A clustering based feature selection method in spectro-temporal domain for speech recognition

  • Authors:
  • Nafiseh Esfandian;Farbod Razzazi;Alireza Behrad

  • Affiliations:
  • Department of Electrical and Computer Engineering, Islamic Azad University, Science and Research Branch, Tehran, Iran;Department of Electrical and Computer Engineering, Islamic Azad University, Science and Research Branch, Tehran, Iran;Faculty of Engineering, Shahed University, Tehran, Iran

  • Venue:
  • Engineering Applications of Artificial Intelligence
  • Year:
  • 2012

Quantified Score

Hi-index 0.00

Visualization

Abstract

Spectro-temporal representation of speech has become one of the leading signal representation approaches in speech recognition systems in recent years.

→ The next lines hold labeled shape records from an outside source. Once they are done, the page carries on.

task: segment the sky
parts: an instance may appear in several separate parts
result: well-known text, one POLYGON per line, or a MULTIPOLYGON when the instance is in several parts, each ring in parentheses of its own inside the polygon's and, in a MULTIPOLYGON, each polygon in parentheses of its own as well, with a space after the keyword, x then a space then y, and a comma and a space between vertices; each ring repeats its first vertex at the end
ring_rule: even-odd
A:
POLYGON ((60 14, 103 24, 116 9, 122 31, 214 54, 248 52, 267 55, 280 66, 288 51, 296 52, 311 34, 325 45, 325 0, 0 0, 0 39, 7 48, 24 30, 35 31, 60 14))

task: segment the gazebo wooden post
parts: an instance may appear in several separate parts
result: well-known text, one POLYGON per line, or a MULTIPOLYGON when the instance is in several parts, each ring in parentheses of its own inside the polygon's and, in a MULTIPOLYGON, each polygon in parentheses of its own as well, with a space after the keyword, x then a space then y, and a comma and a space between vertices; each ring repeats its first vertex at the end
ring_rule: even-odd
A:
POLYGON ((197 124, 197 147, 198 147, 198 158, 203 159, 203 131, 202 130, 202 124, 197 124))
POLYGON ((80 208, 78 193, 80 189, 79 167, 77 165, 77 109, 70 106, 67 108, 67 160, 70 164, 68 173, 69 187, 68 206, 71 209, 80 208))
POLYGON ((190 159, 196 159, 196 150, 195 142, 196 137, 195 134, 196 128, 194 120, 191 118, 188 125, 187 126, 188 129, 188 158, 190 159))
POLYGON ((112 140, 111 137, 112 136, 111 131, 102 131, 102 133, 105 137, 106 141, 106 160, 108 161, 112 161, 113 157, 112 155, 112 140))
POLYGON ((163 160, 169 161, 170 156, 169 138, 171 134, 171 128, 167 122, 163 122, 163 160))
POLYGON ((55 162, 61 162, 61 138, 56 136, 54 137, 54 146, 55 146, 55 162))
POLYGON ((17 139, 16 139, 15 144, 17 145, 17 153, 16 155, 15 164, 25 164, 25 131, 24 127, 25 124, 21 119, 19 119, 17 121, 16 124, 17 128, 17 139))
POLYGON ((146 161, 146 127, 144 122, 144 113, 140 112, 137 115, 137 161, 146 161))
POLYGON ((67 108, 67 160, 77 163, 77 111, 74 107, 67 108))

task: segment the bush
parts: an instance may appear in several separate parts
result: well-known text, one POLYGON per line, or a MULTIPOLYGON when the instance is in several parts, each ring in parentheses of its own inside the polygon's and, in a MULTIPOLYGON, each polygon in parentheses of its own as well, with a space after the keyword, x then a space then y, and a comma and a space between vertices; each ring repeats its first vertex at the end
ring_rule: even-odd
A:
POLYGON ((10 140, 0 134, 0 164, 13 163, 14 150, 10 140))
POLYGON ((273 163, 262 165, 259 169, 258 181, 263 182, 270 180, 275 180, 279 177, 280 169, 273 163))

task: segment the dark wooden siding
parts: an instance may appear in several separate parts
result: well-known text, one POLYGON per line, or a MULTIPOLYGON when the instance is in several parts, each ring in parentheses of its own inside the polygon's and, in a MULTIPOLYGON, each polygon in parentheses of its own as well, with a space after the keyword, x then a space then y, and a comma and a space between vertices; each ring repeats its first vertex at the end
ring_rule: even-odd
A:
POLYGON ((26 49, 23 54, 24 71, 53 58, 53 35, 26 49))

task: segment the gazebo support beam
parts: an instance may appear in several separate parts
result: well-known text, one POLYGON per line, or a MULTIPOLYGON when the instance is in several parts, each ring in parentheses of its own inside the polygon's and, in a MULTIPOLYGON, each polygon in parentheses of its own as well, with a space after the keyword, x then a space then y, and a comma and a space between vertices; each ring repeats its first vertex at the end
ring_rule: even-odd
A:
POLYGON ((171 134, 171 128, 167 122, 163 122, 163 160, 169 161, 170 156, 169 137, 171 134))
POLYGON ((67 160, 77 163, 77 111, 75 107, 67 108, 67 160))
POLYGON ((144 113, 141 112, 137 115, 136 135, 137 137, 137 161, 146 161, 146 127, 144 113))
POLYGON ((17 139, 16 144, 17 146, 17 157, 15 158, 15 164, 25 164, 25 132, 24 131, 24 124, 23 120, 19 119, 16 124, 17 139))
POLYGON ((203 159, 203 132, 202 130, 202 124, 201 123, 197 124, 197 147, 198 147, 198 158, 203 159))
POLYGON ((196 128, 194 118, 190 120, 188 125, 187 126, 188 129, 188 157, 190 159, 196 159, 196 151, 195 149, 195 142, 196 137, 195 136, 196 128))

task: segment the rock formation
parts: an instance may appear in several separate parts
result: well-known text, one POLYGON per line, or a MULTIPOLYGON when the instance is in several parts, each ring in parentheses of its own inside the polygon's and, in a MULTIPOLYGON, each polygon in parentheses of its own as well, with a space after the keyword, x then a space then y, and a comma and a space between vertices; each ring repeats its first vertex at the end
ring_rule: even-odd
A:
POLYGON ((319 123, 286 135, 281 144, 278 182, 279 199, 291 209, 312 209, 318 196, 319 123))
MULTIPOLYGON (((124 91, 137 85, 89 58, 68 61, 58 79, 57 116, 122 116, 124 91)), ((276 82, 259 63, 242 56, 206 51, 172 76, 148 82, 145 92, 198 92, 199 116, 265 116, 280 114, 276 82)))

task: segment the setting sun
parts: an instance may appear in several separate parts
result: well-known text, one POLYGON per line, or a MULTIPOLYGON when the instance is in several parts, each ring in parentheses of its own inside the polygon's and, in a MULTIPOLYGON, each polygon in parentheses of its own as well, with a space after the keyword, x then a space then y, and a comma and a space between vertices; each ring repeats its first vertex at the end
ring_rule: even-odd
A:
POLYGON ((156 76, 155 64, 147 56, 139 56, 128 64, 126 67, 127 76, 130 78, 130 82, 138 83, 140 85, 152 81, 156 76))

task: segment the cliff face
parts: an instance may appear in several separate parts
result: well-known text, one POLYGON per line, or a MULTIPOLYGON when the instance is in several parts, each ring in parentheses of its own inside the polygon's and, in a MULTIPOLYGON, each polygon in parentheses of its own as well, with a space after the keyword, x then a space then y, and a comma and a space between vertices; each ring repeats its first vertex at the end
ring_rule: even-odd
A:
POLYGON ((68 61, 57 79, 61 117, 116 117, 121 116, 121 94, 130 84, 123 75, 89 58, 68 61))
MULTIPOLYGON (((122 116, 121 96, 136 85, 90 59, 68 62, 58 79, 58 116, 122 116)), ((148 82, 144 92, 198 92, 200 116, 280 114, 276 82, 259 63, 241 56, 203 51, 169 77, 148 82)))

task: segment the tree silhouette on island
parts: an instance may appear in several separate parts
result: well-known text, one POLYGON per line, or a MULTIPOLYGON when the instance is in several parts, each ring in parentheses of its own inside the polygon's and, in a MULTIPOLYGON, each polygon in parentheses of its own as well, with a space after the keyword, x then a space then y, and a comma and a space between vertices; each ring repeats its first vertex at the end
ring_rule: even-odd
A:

This representation suffers from high dimensionality of the features space which makes this domain unsuitable for practical speech recognition systems. In this paper, a new clustering based method is proposed for secondary feature selection/extraction in the spectro-temporal domain. In the proposed representation, Gaussian mixture models (GMM) and weighted K-means (WKM) clustering techniques are applied to spectro-temporal domain to reduce the dimensions of the features space. The elements of centroid vectors and covariance matrices of clusters are considered as attributes of the secondary feature vector of each frame. To evaluate the efficiency of the proposed approach, the tests were conducted for new feature vectors on classification of phonemes in main categories of phonemes in TIMIT database. It was shown that by employing the proposed secondary feature vector, a significant improvement was revealed in classification rate of different sets of phonemes comparing with MFCC features. The average achieved improvements in classification rates of voiced plosives comparing to MFCC features is 5.9% using WKM clustering and 6.4% using GMM clustering. The greatest improvement is about 7.4% which is obtained by using WKM clustering in classification of front vowels comparing to MFCC features.